Having a child should be a joyful experience. For many working women, however, pregnancy is often accompanied by trepidation: How should I tell my boss I’m pregnant? Who will cover my workload when I’m on maternity leave? Can I be fired because I’m pregnant?
Fortunately, there are anti-discrimination laws that prohibit employers from considering pregnancy when making employment decisions (e.g., hiring, firing, compensating). If you are pregnant and working, it is important to know your rights before you inform your employer about your pregnancy.
Do Your Homework
The first thing to know is that pregnancy discrimination in the workplace is illegal. The federal Pregnancy Discrimination Act (PDA), enacted by the U.S. Congress in 1978, is designed to protect pregnant women against employment discrimination and workplace harassment. The PDA also offers pregnant women the same accommodations that are available to other temporarily disabled employees. While this federal law only applies to employers with 15 or more employees, a number of local and state laws cover more employers and provide stronger legal protections to pregnant workers.
In addition to protection from pregnancy discrimination and harassment, you may also be entitled to leave time to care for yourself and your newborn. Under the federal Family and Medical Leave Act (FMLA), for example, employers with 50 or more employees are required to provide new and expecting parents (mothers and fathers) with up to 12 weeks of unpaid leave during a 12-month period. Some states, such as New York, also require employers to provide a limited amount of paid leave. Finally, you should also review your employer’s policies and procedures regarding family leave.
Despite these legal protections, the National Partnerhip for Women & Familes reports that pregnant women continue to face discrimination in the workplace. Between October 2010 and September 2015, about 31,000 pregnancy discrimination charges were filed with state and federal agencies, such as the Equal Employment Opportunity Commission (EEOC), including claims of wrongful termination, retaliation, and workplace harassment.
While no one expects to fired for bearing a child, pregnancy discrimination is frequently more subtle and may involve a reassignment or demotion, a paycut or denial of a reasonable accommodation. Despite the risk of being discriminated against, there will come a time to share the news of your pregnancy with your employer.
When to Tell Your Boss You’re Pregnant
Although you are not required to notify you employer early in your pregnancy (employees covered under the FMLA only need to request leave 30 days in advance), women usually tell their bosses after the first trimester, when the risk of miscarriage has decreased. At the same time, it may be necessary to tell your employer about your pregnancy earlier than the first trimester, particularly if a pregnancy-related medical condition requires you to work from home or adjust your schedule for medical appointments.
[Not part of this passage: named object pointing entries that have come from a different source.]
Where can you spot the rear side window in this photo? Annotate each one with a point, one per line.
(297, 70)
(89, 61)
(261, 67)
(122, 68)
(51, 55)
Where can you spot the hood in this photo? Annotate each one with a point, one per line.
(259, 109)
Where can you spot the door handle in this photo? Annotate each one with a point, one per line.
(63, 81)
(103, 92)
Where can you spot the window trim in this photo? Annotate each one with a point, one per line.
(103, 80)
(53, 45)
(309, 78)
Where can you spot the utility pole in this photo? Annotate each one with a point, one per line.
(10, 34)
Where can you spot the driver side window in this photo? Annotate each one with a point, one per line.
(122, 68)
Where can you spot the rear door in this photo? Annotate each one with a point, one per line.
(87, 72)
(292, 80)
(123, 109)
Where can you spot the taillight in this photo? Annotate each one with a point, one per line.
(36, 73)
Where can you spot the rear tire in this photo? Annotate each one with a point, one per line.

Iny any event, your employer runs the risk of violating pregnancy discrimination laws by asking you about your pregnancy, so it may be wise to tell your boss sooner rather than later. Whenever you speak with your boss about your pregnancy, you should let him or her know the due date, emphasize that you remain focused on your job and that you intend on returning to work after your child is born.
It is important to demonstrate your commitment to the company by giving your employer enough time to plan for your maternity leave, as well as by offering solutions for managing the workload while you are on leave. Unfortunately, some employers cling to inaccurate perceptions that pregnant women are not reliable, and your boss may not be excited about the news of your pregnancy. Nonetheless, it is unlawful for your employer to take an adverse employment action against you (e.g. firing, demotion, reassignment) because of your pregnancy.
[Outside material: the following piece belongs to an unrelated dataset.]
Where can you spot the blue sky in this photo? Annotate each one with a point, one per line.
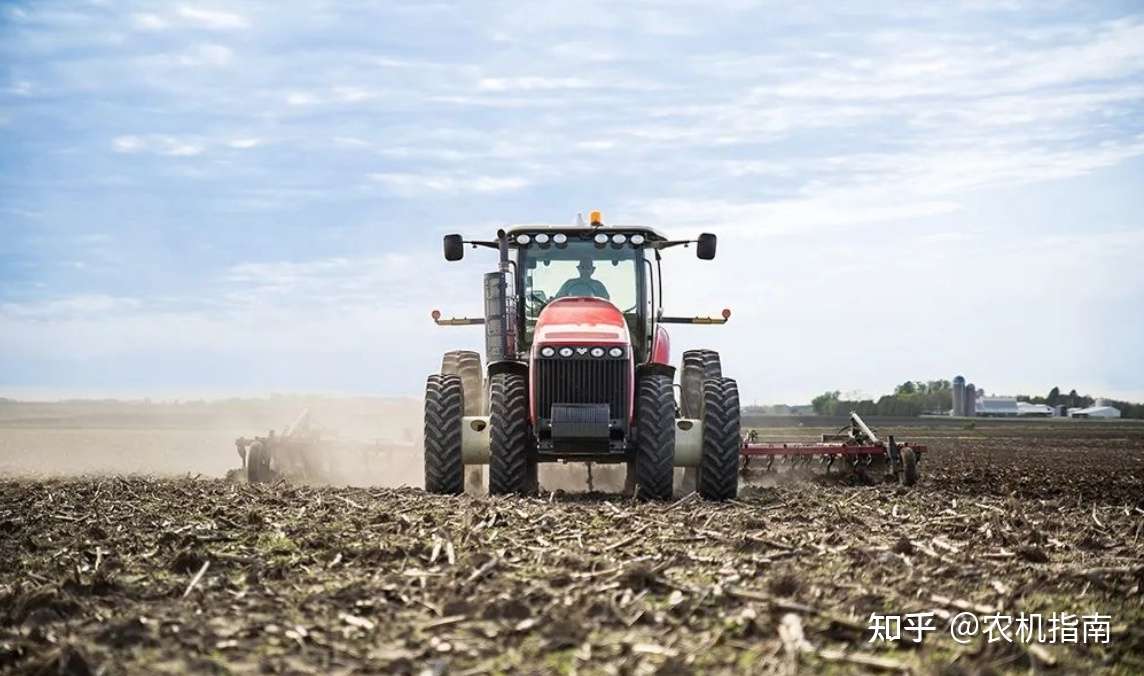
(247, 197)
Requesting a Pregnancy Accommodation
Employers are required to make reasonable accommodations for pregnant workers under federal laws such as the Pregnancy Discrimination Act and the Americans with Disabilities Act:
- The Pregnancy Discrimination Act requires employers to allow women who are temporarily disabled because of a pregnancy or related medical condition to take disability leave if other temporarily disabled workers are permitted to do so.
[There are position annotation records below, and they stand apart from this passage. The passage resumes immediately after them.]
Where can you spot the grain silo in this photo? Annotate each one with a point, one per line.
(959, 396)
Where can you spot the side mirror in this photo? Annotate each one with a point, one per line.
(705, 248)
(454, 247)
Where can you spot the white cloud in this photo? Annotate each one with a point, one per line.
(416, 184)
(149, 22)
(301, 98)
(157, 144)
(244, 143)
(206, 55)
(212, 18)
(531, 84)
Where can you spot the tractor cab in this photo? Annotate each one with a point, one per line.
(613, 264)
- The Americans with Disabilities Act (ADA) considers medical conditions that substantially limit an employee’s ability to lift, stand or bend (including typical pregnancy-related conditions) to be covered disabilities.
Examples of reasonable accommodations include:
- A flexible work schedule
- Leave of absence
- Reassignment of non-essential job duties
- Transfer to a less demanding position
- Restrictions on standing, lifting
A number of local and state laws also require employers to make reasonable pregnancy accommodations. However, it is not necessary to make accommodations that would cause an undue hardship — changes that are too costly or impractical to implement — based on the employer’s size and resources.
Although telling your employer about your pregnancy can be difficult, you have legal protections under local, state and federal law. If you believe you have been subjected to pregnancy discrimination in the workplace, you may have grounds for an employmemt discrimination claim.